Vol.5
ズッキーニ
北海道の星みっつ旬食材
道内各地の生産者と太いつながりを持ち、北海道の農を熟知する塚田宏幸シェフが、今こそ味わいたい、おいしさ星三つクラスの食材を毎回ピックアップ。調理のヒントを中心に、生産者や食材にまつわるエピソードなどもお伝えします。
vol.5
ズ ッ キ ー ニ

ズ ッ キ ー ニ

夏野菜の代表、ズッキーニ。北海道内でも各地で生産されています。緑色の長いものが主流ですが、斑模様が入った薄緑色のものもあれば、黄色いものもあり。特にイタリア料理でよく使われています。今回は、まだまだ広がりがありそうな味わい方にフォーカスします。

切り方で、
味わい方が広がる

ズッキーニは、その姿からきゅうりの一種と誤解されがちですが、かぼちゃの仲間。きゅうりは蔓にぶら下がるように育ちますが、ズッキーニは太い茎から横に突き出すように実が付きます。

 

私は、小さい頃からズッキーニをよく食べていました。スライスしたズッキーニにカレー粉、卵白を順につけて焼き、しょう油をかけていただく。それが、我が家の定番でした。店では、芯をくりぬき、そこにホタテやエビのすり身を詰めて揚げたり、大きなズッキーニはスープにしたり、煮たり。使い勝手がよく、味や香りに癖がないので、料理人にはとても重宝な素材です。

 

ズッキーニを使った料理のレパートリーが広がらないという方が多いようですが、切り方を変えてみるといいと思います。すると、そこから発想が広がります。

 

ズッキーニの切り方といえば、オーソドックスなのは輪切り。そのままではなく、片面に全粒粉やオートミールをまぶして焼くと、ガリガリした食感とみずみずしい味わいの対比を楽しめます。ご家庭にあるパルメザンチーズでも、おいしくできます。また、薄い輪切りにして塩もみすると、夏向きの一品になります。

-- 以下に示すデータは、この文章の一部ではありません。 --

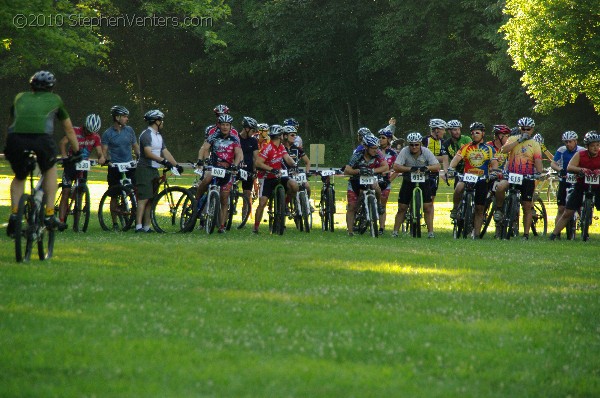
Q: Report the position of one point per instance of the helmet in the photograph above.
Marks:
(387, 133)
(591, 136)
(291, 122)
(220, 109)
(363, 131)
(225, 118)
(370, 140)
(437, 124)
(526, 122)
(249, 123)
(154, 115)
(501, 129)
(275, 130)
(454, 124)
(93, 123)
(477, 126)
(119, 110)
(414, 137)
(42, 80)
(569, 135)
(288, 129)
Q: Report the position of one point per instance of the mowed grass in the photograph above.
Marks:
(319, 314)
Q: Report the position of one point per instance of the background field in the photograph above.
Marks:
(319, 314)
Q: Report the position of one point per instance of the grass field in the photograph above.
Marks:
(319, 314)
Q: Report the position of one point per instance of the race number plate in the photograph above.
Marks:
(592, 180)
(470, 178)
(368, 180)
(571, 178)
(84, 165)
(301, 177)
(417, 177)
(516, 179)
(218, 172)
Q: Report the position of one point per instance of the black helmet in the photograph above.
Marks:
(42, 80)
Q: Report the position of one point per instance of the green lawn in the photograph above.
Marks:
(319, 314)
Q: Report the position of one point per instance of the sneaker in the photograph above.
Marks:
(10, 228)
(53, 223)
(498, 215)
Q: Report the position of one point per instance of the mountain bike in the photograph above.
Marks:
(29, 227)
(168, 212)
(76, 203)
(367, 215)
(119, 203)
(327, 204)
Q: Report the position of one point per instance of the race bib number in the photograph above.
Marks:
(300, 177)
(417, 177)
(571, 178)
(592, 180)
(516, 179)
(368, 180)
(84, 165)
(470, 178)
(218, 172)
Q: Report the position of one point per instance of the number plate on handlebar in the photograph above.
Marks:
(470, 178)
(218, 172)
(592, 180)
(84, 165)
(417, 177)
(516, 179)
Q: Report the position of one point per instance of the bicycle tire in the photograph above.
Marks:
(168, 212)
(22, 252)
(126, 205)
(539, 219)
(213, 210)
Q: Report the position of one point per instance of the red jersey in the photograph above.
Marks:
(273, 157)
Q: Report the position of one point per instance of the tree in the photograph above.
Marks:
(556, 44)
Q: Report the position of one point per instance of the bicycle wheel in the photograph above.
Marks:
(125, 204)
(373, 216)
(81, 209)
(586, 218)
(44, 236)
(539, 219)
(22, 245)
(168, 212)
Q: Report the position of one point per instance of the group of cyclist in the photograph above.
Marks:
(264, 152)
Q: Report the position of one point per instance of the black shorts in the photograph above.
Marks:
(42, 144)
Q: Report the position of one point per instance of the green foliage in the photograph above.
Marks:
(555, 43)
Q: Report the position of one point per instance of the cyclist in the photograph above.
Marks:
(585, 162)
(88, 139)
(415, 157)
(525, 158)
(118, 142)
(269, 162)
(501, 134)
(225, 152)
(385, 182)
(32, 116)
(561, 160)
(153, 154)
(368, 157)
(452, 145)
(249, 145)
(479, 159)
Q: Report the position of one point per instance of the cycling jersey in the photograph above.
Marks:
(34, 112)
(477, 158)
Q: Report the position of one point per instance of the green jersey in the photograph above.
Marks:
(35, 112)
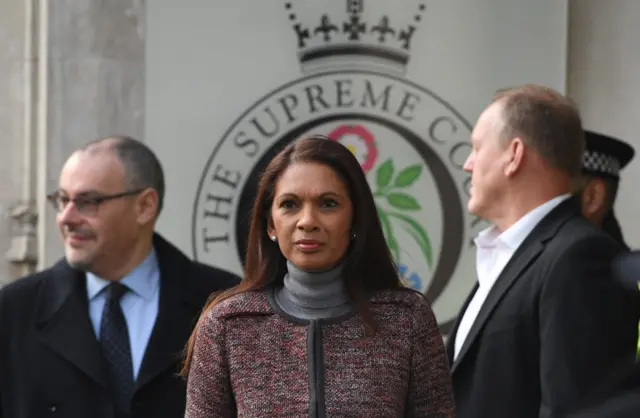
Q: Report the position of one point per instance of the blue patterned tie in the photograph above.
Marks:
(114, 338)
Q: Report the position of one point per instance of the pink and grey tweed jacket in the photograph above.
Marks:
(253, 360)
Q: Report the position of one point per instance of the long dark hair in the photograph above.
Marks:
(369, 266)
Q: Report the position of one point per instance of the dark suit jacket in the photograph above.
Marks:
(553, 324)
(50, 359)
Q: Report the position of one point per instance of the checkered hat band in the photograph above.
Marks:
(600, 163)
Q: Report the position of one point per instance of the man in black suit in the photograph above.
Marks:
(100, 334)
(545, 321)
(603, 159)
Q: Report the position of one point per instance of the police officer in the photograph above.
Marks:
(604, 158)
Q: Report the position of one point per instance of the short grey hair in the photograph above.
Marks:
(142, 169)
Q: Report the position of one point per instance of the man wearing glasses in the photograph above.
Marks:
(100, 334)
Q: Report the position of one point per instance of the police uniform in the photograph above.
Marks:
(618, 396)
(605, 157)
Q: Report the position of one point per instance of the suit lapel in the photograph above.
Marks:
(451, 340)
(178, 310)
(62, 321)
(524, 256)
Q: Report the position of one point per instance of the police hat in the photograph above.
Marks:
(605, 156)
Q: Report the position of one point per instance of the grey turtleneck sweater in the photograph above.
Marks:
(313, 295)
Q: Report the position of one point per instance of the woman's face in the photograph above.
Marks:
(311, 216)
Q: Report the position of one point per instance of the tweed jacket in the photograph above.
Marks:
(251, 359)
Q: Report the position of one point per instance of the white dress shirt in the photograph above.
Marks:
(139, 306)
(494, 250)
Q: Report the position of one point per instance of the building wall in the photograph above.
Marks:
(85, 76)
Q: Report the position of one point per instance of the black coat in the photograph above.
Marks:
(50, 360)
(554, 324)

知り合いの生産者さんは、とろけるような食感を楽しめるからと、基本的には縦に切って使うそうです。私が縦使いする場合は、3、4等分の長さに切り、さらに縦に厚めに切ったり、放射線状に切ったりしてソテーに。スライサーで皮ごと薄くむき、しならせて表情を作り、料理の付け合わせに。皮だけをむいて軽くゆで、くるっと巻いて立てて添えると、洗練された雰囲気を作れます。

 

ぜひ試してほしいのが、生のまま、鬼おろしやチーズおろし器で削るというもの。そう力を入れなくてもザクザク削れます。しっかり水分を逃してから卵にからめて焼くと、本当においしい。しかも、ズッキーニをたくさん食べられます。

 

店では、まかないのパスタにも、このザクザクズッキーニを使っています。フライパンにオリーブオイルを熱して、厚めに切ったにんにくを香りが出るまで温め、魚介類を加え、火を通します。パスタがゆであがる1分前に、フライパンの中に削りながらズッキーニを加え、パスタとあわせて仕上げる。これで出来上がりです。簡単に作れますので、お気軽にお試しください。